São elas as adequadas para impugnar acordo em separação consensual, partilha
de bens ou a transação.
113.2.1.1. Decisões que reconhecem prescrição e decadência
Elas põem fim ao processo, com resolução de mérito; no entanto, não julgam a
pretensão do autor. Por isso, são chamadas falsas sentenças de mérito: a lei as considera de mérito para que possam revestir-se da coisa julgada material.
A cassação de tais decisões, depois do trânsito em julgado, exige ação rescisória,
e não a anulatória ou declaratória, porque estas só cabem quando a intervenção do
juízo é meramente homologatória, sem conteúdo decisório.
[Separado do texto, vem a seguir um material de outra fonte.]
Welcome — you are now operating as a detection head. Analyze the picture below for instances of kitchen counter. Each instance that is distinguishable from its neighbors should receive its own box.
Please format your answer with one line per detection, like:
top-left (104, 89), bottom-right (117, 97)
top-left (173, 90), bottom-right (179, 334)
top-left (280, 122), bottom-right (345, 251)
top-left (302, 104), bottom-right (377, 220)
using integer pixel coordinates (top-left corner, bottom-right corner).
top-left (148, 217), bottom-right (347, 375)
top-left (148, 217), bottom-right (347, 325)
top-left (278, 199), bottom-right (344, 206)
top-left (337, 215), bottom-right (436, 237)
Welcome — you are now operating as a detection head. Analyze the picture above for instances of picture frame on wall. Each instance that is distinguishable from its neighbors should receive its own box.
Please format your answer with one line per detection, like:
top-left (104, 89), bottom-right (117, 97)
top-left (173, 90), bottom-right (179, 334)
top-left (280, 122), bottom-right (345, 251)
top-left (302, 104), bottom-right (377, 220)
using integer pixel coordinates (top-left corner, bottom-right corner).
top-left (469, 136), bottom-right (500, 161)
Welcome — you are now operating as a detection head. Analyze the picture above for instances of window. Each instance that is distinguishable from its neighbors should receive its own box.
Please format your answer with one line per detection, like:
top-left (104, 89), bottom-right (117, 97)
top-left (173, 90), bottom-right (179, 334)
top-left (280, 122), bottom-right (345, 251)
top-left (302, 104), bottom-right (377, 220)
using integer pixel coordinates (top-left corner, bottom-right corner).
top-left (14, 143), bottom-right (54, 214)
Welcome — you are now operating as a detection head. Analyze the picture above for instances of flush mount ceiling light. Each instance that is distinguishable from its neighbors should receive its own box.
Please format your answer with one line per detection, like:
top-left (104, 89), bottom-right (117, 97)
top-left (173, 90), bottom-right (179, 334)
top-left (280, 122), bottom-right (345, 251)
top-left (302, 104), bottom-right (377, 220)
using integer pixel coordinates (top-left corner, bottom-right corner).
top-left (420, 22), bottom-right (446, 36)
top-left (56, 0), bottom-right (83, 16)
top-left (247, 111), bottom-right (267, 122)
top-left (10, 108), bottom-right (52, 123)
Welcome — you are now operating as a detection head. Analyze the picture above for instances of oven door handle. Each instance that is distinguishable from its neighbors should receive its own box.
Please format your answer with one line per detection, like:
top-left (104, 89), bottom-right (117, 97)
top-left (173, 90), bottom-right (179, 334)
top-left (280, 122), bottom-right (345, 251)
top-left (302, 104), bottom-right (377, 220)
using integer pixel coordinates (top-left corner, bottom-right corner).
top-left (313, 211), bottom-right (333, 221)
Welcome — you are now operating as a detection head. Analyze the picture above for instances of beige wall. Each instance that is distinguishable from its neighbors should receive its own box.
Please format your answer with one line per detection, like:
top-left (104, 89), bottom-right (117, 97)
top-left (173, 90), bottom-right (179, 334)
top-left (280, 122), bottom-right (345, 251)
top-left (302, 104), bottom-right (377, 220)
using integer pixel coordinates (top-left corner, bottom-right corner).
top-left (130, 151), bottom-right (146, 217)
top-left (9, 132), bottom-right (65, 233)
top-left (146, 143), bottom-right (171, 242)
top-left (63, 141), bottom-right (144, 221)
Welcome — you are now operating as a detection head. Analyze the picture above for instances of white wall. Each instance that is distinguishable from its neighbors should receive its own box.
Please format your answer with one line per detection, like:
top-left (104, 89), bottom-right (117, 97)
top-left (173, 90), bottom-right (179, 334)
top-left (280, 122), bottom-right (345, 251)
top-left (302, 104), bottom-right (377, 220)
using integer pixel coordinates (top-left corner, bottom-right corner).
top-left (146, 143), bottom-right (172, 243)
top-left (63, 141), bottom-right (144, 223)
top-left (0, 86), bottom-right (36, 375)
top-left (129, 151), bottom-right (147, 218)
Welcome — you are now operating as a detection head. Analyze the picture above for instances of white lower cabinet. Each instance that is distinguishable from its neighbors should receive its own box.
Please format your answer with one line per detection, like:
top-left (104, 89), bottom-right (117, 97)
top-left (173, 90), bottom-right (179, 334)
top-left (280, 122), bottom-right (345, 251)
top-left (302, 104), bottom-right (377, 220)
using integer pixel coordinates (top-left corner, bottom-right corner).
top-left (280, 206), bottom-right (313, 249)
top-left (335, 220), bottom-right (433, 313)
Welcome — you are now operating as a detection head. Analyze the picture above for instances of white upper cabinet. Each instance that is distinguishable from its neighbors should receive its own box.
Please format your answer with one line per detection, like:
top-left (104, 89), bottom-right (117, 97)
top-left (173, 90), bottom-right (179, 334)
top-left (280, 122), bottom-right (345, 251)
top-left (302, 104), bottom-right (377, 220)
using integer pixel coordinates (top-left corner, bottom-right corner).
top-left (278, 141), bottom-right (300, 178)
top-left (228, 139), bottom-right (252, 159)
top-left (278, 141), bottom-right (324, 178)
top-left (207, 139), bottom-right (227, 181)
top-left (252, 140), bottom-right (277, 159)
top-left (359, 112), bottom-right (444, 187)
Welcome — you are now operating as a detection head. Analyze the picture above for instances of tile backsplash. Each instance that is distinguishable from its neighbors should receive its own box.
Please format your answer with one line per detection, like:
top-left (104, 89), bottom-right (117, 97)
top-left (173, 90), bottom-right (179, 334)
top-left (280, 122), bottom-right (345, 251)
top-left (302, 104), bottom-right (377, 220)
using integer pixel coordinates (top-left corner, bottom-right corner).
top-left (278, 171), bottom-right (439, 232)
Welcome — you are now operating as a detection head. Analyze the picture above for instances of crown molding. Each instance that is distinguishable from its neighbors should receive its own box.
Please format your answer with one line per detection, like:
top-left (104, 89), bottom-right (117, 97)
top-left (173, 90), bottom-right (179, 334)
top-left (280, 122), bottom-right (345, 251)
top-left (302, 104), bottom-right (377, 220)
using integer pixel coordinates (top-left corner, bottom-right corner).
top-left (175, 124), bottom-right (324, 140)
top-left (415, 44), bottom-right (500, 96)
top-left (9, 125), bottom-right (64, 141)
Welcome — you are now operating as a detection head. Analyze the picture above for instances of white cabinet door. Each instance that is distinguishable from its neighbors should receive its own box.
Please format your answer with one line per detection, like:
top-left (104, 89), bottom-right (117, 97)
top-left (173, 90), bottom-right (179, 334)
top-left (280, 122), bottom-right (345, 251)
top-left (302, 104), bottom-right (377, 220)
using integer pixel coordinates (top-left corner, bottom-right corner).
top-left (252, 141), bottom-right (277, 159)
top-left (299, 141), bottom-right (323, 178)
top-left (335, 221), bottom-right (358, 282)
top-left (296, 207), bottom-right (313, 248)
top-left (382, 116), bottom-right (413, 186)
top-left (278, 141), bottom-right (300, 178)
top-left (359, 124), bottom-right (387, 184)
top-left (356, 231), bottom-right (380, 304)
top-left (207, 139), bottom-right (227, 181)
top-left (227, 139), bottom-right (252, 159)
O reconhecimento da
prescrição ou da decadência decorre de um pronunciamento judicial, em que o juízo
verifica os prazos e examina a existência de causa suspensiva ou interruptiva. Não há
apenas manifestação de vontade das partes, mas efetiva decisão judicial. Daí o
cabimento da rescisória.
• 3.2.2. Ações declaratórias de ineficácia
A-ação rescisória cabe quando o processo ou a decisão contiver uma nulidade
absoluta. Superado o prazo, o vício que os contamina estaria sanado, pois até as
nulidades absolutas têm um limite para serem alegadas.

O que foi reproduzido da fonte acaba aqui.